それはG-SHOCKもまさに同様だ。時刻を知るための精密機器、すなわち壊れやすいのは当たり前の時計という成熟市場に、耐衝撃性能やユニークなフォルムという新しい価値軸を持ち込むことで、高度な実用性とともに自分を表現するオンリーワンの時計となった。

増田氏「アコースティックな楽器の市場に新たなカテゴリーを生み出した“電子楽器”も、紙の辞書を電子化した“電子辞書”も同じです。かつてはピアノやオルガンといえば、お子さんの習い事でした。しかしコロナ以降は大人の方々、特にシニア層の趣味としても需要が増えています」

子どもの教育という軸がメインだった市場の中に、大人の趣味や生涯学習としての新しい軸が生まれているというのだ。そこでシェアを獲得できれば、他社との差別化にもなる。

増田氏「そうなるとマーケティングが変わってきます。今まで壁に背を向けてドンと置いてあった黒くて大きなピアノを、軽くて持ち運びができ、ほかの楽器も交えて演奏や歌を楽しんだりできるように変えて行く必要が生まれます。本体の色も部屋に馴染む白や木目調、赤や黄色などのラインナップを増やそうとか、商品のデザインが変わってくるんです。それが新しい価値軸をよりわかりやすく伝え、市場を育てて行くといった好循環を生むのです」

  • 生活様式の変化から生まれたPrivia「PX-S7000」

コミュニケーション活動で多くの共感とファンを生む

増田氏「電子ピアノのPrivia(プリビア)やキーボードのCasiotone(カシオトーン)のスリムモデルは、こうした販売戦略のもとに生まれたもので、よく売れています。

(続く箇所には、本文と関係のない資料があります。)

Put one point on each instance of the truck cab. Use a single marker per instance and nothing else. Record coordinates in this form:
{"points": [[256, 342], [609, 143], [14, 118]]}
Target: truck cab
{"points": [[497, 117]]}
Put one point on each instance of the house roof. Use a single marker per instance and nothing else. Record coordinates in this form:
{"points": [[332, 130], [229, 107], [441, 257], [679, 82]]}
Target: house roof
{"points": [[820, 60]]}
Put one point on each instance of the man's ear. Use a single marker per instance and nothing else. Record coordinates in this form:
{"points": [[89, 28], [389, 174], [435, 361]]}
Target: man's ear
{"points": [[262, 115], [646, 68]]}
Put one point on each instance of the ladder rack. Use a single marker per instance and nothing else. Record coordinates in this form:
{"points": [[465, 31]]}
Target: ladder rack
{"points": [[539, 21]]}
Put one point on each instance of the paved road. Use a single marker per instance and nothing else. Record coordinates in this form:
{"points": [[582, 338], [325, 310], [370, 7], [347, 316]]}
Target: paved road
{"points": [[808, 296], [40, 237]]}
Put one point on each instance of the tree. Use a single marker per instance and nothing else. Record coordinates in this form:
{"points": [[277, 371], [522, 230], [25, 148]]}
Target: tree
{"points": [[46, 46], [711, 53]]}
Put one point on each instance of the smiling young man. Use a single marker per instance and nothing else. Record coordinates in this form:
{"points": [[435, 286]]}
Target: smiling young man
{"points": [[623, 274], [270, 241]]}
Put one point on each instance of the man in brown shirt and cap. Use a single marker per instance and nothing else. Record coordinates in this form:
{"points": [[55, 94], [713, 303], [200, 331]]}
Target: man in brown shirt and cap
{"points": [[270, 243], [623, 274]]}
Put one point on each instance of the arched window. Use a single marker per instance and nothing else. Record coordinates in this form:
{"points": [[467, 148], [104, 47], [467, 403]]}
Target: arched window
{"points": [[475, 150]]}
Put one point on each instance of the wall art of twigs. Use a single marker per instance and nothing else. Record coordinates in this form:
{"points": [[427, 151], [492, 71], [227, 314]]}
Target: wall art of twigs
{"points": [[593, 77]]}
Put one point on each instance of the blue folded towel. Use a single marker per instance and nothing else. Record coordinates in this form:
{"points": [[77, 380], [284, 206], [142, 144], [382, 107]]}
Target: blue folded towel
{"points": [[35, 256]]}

現在は次の展開として、アッパーグレードの展開を始めています」

このような戦略について、あまり多くを語らない企業も少なくない中、むしろ積極的に発していくのも増田流だ。

増田氏「営業、販売、流通、そういった面をできる限り公開していくことが大切だと思っています。こんな目標や戦略のもと、そこに向かって進むんだと、従業員やユーザーのみなさん、取引先の方々にお伝えして、みんなで同じ方向を見てやって行きたい。新しいこと、面白いことをするには、より多くの方々とコミュニケーションを取って、共感していただくことが不可欠ですから」

思えば、G-SHOCKの成功がそうだった。カシオはプロモーションイベント「SHOCK THE WORLD」や、生みの親である伊部菊雄氏のトークショー、そのほかストリートカルチャー、スポーツへの協賛などを世界規模で行い、G-SHOCKのメッセージ発信に務めてきた。

  • 2023年9月、Zepp DiverCity TOKYOで開催されたG-SHOCK40周年記念イベント「SHOCK THE WORLD LIVE 2023」

こうしたコミュニケーション活動が多くの共感とファンを生み、アスリートやアーティストも巻き込みながら、既存の時計ブランドの域を超えたG-SHOCKならではの世界観と価値軸が確立していったのだ。